Chinese cuisine----Sichuan cuisine

Sichuan cuisine, another a hot style cuisine in China, is also called Chuan Cai. Originating in Sichuan Province of southwestern China, it is famed for bold flavors, particularly the spiciness resulting from liberal use of chilis and "numb" or "tingling" flavor of the Sichuan peppercorn. Just as we said in the former article, Sichuan cuisine, comparing to Hunan cuisine, lays great stress on its distinctive málà (hot and numbing) seasoning.

Sichuan food is famous for its many flavors, and almost every dish has its own unique taste. Actually, hot pepper, was introduced into China from South America only 200 to 300 years ago. Once it came to Sichuan, it became a favored food flavoring. Sichuan has high humidity and many rainy or overcast days. Hot pepper helps reduce internal dampness, so hot pepper was used frequently in dishes, and hot dishes became the norm in Sichuan cuisine. The Sichuan peppercorn is commonly used, which is an indigenous plant producing peppercorns with a fragrant, numbing, almost citrusy flavor. Also common are chili, ginger and other spicy herbs, plants and spices. Broad bean chili paste and yuxiang are also staple seasonings in Sichuan cuisine.

Common preparation techniques in Sichuan cuisine include stir frying, steaming, pickling, salting, drying, smoking and braising, but a complete list would include more than 20 distinct techniques. Beef is somewhat more common in Sichuan cuisine than it is in other Chinese cuisines, perhaps due to the widespread use of oxen in the region. Stir-fried beef is often cooked until chewy, while steamed beef is sometimes coated with rice flour to produce a very rich gravy.
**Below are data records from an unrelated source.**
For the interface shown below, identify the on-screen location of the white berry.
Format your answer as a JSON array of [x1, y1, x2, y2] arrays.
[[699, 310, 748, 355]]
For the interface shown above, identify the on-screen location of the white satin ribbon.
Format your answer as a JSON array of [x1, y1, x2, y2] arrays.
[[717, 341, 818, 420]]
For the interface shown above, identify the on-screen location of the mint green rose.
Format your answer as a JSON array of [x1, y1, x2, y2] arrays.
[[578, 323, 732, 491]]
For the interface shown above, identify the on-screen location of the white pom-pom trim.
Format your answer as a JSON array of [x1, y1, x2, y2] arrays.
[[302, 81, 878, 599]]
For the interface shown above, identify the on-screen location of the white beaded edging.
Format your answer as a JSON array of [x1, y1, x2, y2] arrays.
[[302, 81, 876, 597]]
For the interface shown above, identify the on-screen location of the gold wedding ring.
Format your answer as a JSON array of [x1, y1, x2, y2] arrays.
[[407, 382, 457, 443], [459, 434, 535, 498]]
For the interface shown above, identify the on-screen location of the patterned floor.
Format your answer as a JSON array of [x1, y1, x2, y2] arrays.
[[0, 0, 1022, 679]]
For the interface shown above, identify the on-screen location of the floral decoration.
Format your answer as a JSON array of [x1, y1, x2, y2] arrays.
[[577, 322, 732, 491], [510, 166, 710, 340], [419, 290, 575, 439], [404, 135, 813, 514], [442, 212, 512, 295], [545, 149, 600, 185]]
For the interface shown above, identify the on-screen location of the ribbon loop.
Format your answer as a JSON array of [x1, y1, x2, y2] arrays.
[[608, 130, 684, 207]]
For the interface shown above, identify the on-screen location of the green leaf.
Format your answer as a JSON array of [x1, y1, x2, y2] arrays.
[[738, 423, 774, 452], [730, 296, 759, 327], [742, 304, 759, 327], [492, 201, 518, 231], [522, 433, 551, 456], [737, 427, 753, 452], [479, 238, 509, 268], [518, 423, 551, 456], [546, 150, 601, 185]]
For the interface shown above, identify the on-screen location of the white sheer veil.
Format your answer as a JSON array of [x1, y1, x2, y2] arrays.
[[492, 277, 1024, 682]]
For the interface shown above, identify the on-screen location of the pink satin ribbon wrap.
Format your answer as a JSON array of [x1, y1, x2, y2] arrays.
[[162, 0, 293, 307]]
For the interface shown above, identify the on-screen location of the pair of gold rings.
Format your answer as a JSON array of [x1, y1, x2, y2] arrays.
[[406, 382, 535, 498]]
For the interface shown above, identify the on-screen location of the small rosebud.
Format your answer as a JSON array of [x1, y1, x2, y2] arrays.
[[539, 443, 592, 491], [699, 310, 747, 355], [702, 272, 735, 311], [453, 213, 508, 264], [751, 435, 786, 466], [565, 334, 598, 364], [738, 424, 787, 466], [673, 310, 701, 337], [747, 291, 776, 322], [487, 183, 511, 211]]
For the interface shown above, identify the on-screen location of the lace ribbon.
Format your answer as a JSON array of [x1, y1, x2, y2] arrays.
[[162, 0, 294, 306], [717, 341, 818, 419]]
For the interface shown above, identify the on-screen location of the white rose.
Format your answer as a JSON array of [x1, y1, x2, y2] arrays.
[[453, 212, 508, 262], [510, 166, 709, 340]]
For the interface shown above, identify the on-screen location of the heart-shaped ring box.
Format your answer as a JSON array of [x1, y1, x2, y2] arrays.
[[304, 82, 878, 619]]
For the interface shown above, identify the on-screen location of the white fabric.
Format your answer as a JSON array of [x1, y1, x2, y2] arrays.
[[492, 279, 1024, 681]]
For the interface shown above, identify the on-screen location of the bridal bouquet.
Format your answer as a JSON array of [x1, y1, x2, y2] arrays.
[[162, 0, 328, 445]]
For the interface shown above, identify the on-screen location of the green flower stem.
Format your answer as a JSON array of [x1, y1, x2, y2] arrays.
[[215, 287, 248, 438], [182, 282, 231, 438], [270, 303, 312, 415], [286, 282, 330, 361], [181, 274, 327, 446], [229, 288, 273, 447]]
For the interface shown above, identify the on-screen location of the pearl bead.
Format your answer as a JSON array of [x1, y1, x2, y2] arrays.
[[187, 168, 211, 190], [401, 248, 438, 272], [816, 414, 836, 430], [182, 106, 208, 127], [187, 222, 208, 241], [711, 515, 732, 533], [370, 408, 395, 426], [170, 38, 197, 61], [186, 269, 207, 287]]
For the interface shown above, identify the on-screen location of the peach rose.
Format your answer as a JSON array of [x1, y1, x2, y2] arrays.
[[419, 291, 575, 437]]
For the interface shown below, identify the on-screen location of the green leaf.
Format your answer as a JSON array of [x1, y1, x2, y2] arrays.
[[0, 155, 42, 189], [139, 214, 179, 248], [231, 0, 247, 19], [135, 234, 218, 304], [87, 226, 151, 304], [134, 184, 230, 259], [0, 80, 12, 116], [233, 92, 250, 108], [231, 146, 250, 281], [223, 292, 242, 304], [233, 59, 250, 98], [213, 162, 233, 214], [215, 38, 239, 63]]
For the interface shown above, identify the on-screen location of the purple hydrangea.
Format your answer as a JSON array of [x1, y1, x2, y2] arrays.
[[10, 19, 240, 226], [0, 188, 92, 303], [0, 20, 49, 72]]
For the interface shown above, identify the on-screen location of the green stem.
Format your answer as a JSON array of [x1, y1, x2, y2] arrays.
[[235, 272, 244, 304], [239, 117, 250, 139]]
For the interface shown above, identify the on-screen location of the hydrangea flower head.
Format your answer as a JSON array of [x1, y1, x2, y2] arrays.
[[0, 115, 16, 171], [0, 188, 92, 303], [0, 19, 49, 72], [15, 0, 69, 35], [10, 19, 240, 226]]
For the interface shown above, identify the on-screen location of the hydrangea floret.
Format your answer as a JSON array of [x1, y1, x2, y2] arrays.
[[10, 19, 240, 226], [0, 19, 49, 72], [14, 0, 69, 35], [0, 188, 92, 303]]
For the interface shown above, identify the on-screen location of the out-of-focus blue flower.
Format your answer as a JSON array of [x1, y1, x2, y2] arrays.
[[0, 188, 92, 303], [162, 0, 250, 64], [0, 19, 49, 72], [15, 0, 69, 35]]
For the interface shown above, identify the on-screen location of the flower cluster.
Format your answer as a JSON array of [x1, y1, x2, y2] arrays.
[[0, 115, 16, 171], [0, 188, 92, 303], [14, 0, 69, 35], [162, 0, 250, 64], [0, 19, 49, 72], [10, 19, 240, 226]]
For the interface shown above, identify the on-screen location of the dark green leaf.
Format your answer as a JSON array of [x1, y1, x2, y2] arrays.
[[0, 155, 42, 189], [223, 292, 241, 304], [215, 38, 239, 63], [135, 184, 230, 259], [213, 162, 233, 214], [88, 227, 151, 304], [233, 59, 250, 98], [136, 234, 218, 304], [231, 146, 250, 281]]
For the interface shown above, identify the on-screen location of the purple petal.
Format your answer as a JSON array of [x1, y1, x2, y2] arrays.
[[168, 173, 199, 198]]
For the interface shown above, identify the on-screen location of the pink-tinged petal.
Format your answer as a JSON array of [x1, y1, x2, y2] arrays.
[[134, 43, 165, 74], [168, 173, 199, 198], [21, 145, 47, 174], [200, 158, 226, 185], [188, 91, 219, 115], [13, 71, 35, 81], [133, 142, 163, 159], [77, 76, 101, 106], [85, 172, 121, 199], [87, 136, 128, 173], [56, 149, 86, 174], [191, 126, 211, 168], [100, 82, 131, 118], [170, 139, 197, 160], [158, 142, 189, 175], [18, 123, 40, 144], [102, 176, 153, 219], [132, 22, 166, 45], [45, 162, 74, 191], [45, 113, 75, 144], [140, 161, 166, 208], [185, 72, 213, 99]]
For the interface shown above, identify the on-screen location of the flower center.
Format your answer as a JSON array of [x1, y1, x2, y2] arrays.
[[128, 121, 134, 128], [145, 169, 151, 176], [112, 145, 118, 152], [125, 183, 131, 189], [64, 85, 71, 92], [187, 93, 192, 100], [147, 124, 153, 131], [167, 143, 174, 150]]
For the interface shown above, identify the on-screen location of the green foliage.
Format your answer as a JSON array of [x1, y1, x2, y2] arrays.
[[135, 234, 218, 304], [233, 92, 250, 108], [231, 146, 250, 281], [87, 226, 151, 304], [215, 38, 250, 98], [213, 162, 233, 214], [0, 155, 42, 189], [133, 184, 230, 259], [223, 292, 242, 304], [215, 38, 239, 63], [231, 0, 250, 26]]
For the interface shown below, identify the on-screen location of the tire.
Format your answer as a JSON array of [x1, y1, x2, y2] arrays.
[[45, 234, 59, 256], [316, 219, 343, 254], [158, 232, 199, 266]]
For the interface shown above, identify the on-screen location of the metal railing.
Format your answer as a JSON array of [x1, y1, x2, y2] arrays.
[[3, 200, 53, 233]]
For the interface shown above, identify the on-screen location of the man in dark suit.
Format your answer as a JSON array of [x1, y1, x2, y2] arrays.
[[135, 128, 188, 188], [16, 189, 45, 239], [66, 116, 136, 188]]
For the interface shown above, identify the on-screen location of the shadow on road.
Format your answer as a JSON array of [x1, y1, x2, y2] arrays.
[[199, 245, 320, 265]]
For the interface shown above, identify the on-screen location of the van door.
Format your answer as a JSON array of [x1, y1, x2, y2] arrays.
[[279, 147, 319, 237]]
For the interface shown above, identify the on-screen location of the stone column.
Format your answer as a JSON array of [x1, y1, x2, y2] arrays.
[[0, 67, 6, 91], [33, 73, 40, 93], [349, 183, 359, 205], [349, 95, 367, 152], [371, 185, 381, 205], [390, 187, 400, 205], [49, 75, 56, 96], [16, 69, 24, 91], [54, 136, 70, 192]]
There are many local variations of Sichuan cuisine within Sichuan Province and Chongqing Municipality. The four best known regional sub-styles are Chongqing style, Chengdu style, Zigong style, and Buddhist vegetarian style.Delicious dishes include:

Stir-fried Tofu with Minced Beef in Spicy Bean Sauce - A real feast of tender bean curd, minced beef, pepper and bean sauce. It is said that it was made by a pock-marked but ingenious woman, thus the name Ma Po Tofu (pock-marked woman's bean curd).

Lamp-shadow Beef - with larruping techniques, the beef is cut in very thin sheet. When a piece is carried, it looks like translucent paper, slippery and reddish. When put under the lamp or light, a red shadow will appear.

Gong Bao Ji Ding - This is a tender chicken dish, tender as the meat is quickly fried. Flavored with peanuts, this is tasty and very popular.

Lung Pieces by Couple - a quite popular in Chengdu. It got the name because the dish was ever sold be a couple and today it remains the original savor, tender meat, tingling and spicy.